By Paul Gomme and Peter Rupert
The BLS announced that CPI inflation rose 0.4% from February to March or 4.6% on annual basis. On a year over basis the CPI increased 3.5%. Our preferred measured of inflation rose to 4.11% in March after increasing 3.85% in February and 3.06% in January.
The core CPI inflation (excluding food and energy) also rose 0.4%, 4.39% annualized. The trend measure of inflation increased from 4.06% to 4.17% on an annualized basis.

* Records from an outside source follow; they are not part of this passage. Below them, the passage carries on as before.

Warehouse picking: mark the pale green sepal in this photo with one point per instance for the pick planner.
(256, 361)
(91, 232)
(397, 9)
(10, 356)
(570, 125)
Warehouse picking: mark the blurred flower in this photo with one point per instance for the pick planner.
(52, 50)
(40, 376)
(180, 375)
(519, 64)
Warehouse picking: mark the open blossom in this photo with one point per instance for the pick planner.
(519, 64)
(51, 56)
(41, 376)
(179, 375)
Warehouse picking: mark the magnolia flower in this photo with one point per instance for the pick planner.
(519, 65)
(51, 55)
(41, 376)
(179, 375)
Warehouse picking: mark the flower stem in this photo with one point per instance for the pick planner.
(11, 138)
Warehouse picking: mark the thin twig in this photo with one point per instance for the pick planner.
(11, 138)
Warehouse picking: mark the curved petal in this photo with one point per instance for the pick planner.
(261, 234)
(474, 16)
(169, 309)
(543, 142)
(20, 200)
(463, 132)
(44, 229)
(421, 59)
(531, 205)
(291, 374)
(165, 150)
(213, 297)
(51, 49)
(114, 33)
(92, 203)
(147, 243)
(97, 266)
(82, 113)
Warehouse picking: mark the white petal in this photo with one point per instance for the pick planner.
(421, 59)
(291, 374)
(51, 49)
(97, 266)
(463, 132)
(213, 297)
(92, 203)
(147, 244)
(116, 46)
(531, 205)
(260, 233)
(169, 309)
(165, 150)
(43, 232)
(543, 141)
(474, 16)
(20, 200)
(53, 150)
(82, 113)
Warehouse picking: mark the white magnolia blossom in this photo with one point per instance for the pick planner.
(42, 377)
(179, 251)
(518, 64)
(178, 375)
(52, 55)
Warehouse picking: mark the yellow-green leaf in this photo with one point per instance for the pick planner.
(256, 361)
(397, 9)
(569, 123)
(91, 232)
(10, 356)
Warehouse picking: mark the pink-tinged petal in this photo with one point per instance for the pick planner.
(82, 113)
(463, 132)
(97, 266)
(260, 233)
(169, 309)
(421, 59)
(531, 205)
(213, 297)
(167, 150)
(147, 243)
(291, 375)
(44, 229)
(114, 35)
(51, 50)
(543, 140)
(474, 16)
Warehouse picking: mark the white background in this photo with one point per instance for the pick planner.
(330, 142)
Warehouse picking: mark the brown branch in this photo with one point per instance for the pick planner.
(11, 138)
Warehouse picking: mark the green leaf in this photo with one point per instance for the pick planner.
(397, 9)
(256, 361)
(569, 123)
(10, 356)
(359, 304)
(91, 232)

We know that the folks on the FOMC look to core PCE inflation, not (core) CPI inflation. However, the March PCE price won’t be released for a couple of weeks. Given the overlap in the goods covered by the two price indices, the CPI presumably provides some information for what to expect of the March PCE price index. While the two price indices move together at “long” horizons (annual or longer), at a monthly frequency the relationship is looser. In other words, seeing an increase in core CPI inflation of, say, 0.2 percentage points, does not necessarily mean that the core PCE inflation rate will similarly rise by 0.2 percentage points. With all of these qualifications in mind, the March CPI inflation numbers give us little confidence that March core PCE inflation will be down — much less that it’ll be near the FOMC’s stated 2% target. Considering that the FOMC will probably like to see more than a single month’s inflation at it’s target before lowering the Fed funds rate, we would not bet on lower interest rates any time soon — especially given the continued strength of the labor market and GDP.